*   *   *   * (and a half)

 

This is a happener from first spin. Immediately impressive.

It's nicely honest and sincere, not over-messed-around-with on the production front and gells together as if maybe they were blood brothers.

Pete Gow writes the songs and the band wraps them up with a plain and simple uncluttered treatment.

Last time I encountered anything that so squarely stopped me in my tracks I was standing three feet away from Jason Ringenberg as he Tenpole Tudored the stage with his right foot and worked a Glasgow audience into a lather With A Bible And A Gun.

England's finest, Michael Weston King, came close too when wowed a crowd at the same city's King Tut's.They are nearest to being 'same school' on Take It From Mojave which has all the power of God's Other Son from The Good Sons' 1995-issued SINGING THE GLORY DOWN.

Gow's the man who brings the basic ingredients to the studio - captivating lyrics, and melodies that are solid keepers.

This time around (it's their third EP) they did the session 'live' to come a little closer to how things are with an audience working up a sweat and bopping along.

On third or fourth listening, you start to sense a jangly Del Shannon Hats Off To Larry thing happening back there somewhere in the mix that doesn't sound in the least intentional but really makes this swing on a different level to that which you hear first time around. Whether a flook or a nice production touch, the handling of the organ (piano with gaffa tape over the strings?), brings a spot of extra magic to the opening track, Polariod.

Mike Scott and The Waterboys are the only folks I know who have recorded anything quite as beautiful as Tilt-a-Whirl. It puts goose pimples on top of the goose pimples.

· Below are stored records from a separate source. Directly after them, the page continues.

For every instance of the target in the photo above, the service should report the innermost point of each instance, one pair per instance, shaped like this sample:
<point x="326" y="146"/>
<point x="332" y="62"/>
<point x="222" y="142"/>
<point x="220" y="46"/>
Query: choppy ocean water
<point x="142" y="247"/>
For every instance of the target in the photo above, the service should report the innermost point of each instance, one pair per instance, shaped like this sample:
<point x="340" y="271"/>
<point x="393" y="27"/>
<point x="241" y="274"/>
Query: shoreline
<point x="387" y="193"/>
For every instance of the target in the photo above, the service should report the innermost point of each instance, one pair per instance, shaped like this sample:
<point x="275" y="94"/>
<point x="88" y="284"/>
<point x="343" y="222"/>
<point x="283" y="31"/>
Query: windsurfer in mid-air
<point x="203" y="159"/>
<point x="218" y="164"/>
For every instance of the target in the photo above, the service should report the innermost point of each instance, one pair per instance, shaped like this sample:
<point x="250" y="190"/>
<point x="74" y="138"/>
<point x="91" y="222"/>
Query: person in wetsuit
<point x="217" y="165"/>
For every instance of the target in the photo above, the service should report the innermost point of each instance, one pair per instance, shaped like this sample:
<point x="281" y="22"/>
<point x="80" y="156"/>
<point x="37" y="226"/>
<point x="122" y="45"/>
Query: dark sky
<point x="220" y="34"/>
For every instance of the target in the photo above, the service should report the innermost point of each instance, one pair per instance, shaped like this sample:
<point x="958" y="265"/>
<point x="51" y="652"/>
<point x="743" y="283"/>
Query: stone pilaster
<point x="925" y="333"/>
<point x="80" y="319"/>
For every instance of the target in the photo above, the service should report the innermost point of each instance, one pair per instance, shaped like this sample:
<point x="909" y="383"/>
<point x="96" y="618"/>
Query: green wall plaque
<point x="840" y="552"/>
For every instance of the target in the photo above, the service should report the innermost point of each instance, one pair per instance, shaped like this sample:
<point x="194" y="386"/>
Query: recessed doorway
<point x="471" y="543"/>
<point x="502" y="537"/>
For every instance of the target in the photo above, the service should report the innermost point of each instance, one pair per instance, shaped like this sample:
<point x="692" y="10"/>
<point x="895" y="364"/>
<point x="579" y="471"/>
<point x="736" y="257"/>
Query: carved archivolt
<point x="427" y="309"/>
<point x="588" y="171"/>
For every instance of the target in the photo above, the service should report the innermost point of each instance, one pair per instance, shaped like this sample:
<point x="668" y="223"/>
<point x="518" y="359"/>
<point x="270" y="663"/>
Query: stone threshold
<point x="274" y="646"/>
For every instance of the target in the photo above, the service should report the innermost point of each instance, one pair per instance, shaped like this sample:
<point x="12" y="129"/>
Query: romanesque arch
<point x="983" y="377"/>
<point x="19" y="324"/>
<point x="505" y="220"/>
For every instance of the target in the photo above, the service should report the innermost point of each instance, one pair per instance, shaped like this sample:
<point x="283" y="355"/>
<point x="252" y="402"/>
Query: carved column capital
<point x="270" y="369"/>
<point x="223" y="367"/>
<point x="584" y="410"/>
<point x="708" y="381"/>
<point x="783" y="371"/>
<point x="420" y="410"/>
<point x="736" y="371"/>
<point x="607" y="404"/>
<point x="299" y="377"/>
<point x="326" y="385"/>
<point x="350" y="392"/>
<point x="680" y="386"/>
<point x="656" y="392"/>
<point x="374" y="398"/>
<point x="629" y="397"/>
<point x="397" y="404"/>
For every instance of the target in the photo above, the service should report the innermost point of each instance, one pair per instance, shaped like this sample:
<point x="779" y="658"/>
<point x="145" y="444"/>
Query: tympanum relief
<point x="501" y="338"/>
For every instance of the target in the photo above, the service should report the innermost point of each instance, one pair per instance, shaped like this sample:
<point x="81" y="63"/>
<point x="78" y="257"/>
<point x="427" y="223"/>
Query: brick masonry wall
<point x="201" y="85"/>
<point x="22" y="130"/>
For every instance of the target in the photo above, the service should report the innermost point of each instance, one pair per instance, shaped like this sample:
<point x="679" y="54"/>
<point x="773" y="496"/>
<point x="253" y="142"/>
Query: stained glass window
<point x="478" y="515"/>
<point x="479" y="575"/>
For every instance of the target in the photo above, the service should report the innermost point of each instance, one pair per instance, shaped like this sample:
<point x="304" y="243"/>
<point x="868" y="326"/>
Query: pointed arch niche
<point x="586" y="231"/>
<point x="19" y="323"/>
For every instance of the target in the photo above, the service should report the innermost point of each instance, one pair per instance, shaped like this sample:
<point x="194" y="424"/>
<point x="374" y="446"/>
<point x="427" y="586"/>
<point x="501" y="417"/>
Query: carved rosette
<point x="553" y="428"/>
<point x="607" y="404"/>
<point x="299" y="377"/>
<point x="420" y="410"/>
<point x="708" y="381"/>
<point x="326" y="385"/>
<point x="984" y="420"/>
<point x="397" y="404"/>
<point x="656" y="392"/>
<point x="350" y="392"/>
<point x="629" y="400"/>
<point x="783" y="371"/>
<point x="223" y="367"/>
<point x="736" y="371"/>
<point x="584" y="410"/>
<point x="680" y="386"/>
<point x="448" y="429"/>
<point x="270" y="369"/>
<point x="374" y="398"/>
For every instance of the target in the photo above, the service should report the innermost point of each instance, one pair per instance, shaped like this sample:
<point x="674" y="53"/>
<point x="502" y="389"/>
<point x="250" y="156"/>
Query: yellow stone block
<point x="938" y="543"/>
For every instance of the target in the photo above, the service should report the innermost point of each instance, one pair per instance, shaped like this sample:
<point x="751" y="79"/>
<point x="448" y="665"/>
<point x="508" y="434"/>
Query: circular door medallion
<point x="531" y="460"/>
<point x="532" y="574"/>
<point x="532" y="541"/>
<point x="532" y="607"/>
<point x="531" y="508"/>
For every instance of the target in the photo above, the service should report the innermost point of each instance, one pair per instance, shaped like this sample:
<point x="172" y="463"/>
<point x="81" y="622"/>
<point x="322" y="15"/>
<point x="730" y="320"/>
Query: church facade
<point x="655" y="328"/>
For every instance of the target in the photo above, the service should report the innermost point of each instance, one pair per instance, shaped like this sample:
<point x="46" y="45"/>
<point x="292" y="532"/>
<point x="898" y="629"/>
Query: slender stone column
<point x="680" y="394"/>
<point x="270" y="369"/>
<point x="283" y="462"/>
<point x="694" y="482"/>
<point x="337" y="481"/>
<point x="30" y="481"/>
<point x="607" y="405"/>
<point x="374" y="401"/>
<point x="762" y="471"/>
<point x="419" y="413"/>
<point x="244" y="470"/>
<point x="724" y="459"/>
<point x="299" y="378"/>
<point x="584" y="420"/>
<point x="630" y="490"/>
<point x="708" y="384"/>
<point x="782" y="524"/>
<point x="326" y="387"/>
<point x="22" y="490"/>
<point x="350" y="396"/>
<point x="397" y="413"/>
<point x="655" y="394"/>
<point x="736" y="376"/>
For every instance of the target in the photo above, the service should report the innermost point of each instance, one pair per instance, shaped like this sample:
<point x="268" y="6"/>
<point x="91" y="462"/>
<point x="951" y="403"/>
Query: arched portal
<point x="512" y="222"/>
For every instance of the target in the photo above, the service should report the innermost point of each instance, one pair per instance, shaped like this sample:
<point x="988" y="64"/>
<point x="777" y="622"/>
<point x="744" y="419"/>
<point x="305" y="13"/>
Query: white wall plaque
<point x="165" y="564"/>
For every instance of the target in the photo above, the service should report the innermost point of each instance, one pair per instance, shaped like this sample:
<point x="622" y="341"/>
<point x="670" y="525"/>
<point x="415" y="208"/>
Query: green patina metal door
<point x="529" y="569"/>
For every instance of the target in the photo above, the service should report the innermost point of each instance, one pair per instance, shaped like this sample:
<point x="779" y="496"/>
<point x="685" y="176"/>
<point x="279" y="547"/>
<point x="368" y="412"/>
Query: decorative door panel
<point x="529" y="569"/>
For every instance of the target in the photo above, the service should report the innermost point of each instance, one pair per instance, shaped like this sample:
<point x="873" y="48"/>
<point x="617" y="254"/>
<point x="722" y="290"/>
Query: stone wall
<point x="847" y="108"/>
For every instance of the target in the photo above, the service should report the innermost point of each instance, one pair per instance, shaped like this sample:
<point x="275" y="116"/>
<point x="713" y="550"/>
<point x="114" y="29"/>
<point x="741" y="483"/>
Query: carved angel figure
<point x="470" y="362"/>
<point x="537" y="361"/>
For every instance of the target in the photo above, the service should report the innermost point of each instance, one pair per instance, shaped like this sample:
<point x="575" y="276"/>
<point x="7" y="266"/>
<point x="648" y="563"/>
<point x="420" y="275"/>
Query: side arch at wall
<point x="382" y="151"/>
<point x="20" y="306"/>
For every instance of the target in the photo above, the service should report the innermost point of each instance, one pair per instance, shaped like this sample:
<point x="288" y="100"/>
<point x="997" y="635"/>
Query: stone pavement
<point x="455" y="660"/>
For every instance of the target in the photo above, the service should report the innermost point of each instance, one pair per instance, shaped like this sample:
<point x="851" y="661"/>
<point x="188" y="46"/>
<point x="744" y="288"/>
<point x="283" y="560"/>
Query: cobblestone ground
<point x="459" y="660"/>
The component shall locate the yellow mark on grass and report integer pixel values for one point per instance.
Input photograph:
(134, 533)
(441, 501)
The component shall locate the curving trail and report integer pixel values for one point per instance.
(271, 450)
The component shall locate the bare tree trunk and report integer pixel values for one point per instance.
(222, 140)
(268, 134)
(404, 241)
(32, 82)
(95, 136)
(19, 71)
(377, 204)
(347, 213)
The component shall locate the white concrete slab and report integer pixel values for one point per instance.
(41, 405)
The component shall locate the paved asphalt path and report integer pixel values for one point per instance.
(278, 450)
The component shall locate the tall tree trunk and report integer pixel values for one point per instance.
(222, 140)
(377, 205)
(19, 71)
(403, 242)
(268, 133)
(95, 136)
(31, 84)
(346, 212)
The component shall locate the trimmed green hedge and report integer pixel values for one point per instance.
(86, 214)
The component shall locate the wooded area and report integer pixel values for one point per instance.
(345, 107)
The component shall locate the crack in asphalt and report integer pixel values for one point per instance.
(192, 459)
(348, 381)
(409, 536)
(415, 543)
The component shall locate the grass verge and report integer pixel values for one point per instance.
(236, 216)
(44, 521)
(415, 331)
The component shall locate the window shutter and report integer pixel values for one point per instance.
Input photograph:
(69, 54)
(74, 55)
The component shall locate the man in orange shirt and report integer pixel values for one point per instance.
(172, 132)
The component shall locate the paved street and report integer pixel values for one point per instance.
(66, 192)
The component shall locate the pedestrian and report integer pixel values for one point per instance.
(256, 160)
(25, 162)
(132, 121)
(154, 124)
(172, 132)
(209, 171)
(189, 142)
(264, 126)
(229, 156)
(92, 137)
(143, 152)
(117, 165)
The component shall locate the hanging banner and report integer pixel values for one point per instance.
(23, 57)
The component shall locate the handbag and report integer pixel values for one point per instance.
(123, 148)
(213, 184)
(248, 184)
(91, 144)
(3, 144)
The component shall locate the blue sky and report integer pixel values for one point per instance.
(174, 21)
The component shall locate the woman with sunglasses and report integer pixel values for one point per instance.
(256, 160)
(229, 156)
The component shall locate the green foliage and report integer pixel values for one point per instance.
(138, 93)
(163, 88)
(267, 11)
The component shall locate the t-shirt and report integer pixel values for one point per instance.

As the track is playing, I am thinking: I wonder if anyone manages these guys?

If there was a TV equivalent of Pop Idol for thinking people, I've found the winners of the first series.

Take It From Mojave provides some clues on where the band name came from. Case Hardin is a central character in Boston Teran's novel GOD IS A BULLET, set in the searing heat of the Californian desert where a couple are slaughtered in mysterious circumstances. In the song, Gow manages to ponder another story with a tragic ending which still has not been fully explained - the death of Gram Parsons. He takes the opportunity too, to reveal his own deep-rooted torments about his father's passing and the void that remains.

Turn Around, even more tortured than the rest, aches with the same feel as The Stones' White Horses and has the kind of integrity we expect these days from Steve Earle.

All that's left to be said is this:

My appetite is whetted. Now, I need to see this band live.